Con le progressive conquiste dei territori bizantini, sorse prima l'impero dei turchi Selgiuchidi e
poi, nel 1299, quello dei turchi Ottomani, che durò fino alla Prima guerra mondiale. Nel
momento di massima espansione, sotto il Sultano Soleimano il Magnifico nel sedicesimo secolo
e poi fino al dicasettesimo secolo, l’impero ottomano si estendeva lungo le coste nordafricane,
attorno al Mar Rosso, nel Mediterraneo orientale, fino al Mar Caspio e al Golfo Persico, per poi
inglobare il Mar Nero e tutti i Balcani, fino quasi a Vienna.
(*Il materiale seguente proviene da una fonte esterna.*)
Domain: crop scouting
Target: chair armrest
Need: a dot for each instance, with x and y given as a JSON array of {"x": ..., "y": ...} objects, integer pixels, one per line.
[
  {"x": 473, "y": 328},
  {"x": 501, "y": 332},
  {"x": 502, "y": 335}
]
Minato dall’incapacità di modernizzarsi, dall’emergere dei sentimenti nazionalistici nei suoi
enormi territori e dalle guerre perdute con imperi e stati rivali, l’impero ottomano perse potere
dal diciassettesimo secolo in poi, arrivando al primo conflitto mondiale con la definizione di
“grande malato d’Europa”, coniata dallo Zar russo Nicola I prima della guerra di Crimea nel
1853.
Alleato con la Germania e l’impero austro-ungarico durante la prima guerra mondiale, l’impero
ottomano andò incontro a un disastro politico e militare. All’inizio del conflitto, nell’aprile 1915,
una serie di rivolte separatiste degli armeni–sobillati dalla Russia–nell’est dell’impero portò alla
deportazione di oltre un milione di persone verso il sud-est dell’Anatolia. In due anni, tra
massacri e morti di stenti, persero la vita tra 500.000 e oltre un milione di armeni (Hamit
Bozarslan, 2006, La Turchia contemporanea, Bologna, Il Mulino).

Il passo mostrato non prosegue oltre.